From mboxrd@z Thu Jan  1 00:00:00 1970
Return-Path: <linux-kernel-owner@vger.kernel.org>
Received: (majordomo@vger.kernel.org) by vger.kernel.org via listexpand
	id S1754782AbcGEIHt (ORCPT <rfc822;w@1wt.eu>);
	Tue, 5 Jul 2016 04:07:49 -0400
Received: from out4133-18.mail.aliyun.com ([42.120.133.18]:63132 "EHLO
	out4133-18.mail.aliyun.com" rhost-flags-OK-OK-OK-OK)

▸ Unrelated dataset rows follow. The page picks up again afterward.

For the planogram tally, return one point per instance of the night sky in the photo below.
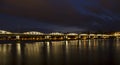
(60, 15)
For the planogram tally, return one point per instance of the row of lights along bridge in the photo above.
(34, 35)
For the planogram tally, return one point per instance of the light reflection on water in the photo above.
(73, 52)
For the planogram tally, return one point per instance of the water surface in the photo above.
(72, 52)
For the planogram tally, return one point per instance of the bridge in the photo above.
(35, 35)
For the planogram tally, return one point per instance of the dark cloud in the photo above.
(92, 15)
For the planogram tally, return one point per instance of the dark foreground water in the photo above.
(74, 52)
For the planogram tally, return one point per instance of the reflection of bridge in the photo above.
(34, 35)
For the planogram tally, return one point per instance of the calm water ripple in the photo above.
(73, 52)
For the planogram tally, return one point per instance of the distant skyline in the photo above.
(60, 15)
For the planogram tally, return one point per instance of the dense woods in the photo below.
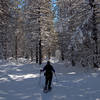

	by vger.kernel.org with ESMTP id S1751500AbcGEIHp (ORCPT
	<rfc822;linux-kernel@vger.kernel.org>);
	Tue, 5 Jul 2016 04:07:45 -0400
X-Alimail-AntiSpam: AC=PASS;BC=-1|-1;BR=01201311R991e4;FP=0|-1|-1|-1|0|-1|-1|-1;HT=e02c03305;MF=hillf.zj@alibaba-inc.com;NM=1;PH=DS;RN=5;SR=0;TI=SMTPD_----5-V8UgQ_1467706043;
Reply-To: "Hillf Danton" <hillf.zj@alibaba-inc.com>
From: "Hillf Danton" <hillf.zj@alibaba-inc.com>
To: "Mel Gorman" <mgorman@techsingularity.net>
Cc: "Michal Hocko" <mhocko@kernel.org>,
        "linux-kernel" <linux-kernel@vger.kernel.org>, <linux-mm@kvack.org>,
        "Andrew Morton" <akpm@linux-foundation.org>
References: <00f601d1d691$d790ad40$86b207c0$@alibaba-inc.com>
In-Reply-To: <00f601d1d691$d790ad40$86b207c0$@alibaba-inc.com>
Subject: Re: [PATCH 31/31] mm, vmstat: Remove zone and node double accounting by approximating retries
Date: Tue, 05 Jul 2016 16:07:23 +0800
Message-ID: <00fa01d1d694$42f6a7e0$c8e3f7a0$@alibaba-inc.com>
MIME-Version: 1.0
Content-Type: text/plain;
	charset="us-ascii"
Content-Transfer-Encoding: 7bit
X-Mailer: Microsoft Outlook 14.0
Thread-Index: AQDME617CAQnR6RIGsPNLcRFH7SHY6IU/GMA
Content-Language: zh-cn
Sender: linux-kernel-owner@vger.kernel.org
List-ID: <linux-kernel.vger.kernel.org>
X-Mailing-List: linux-kernel@vger.kernel.org

> 
> The number of LRU pages, dirty pages and writeback pages must be accounted
> for on both zones and nodes because of the reclaim retry logic, compaction
> retry logic and highmem calculations all depending on per-zone stats.
> 
> The retry logic is only critical for allocations that can use any zones.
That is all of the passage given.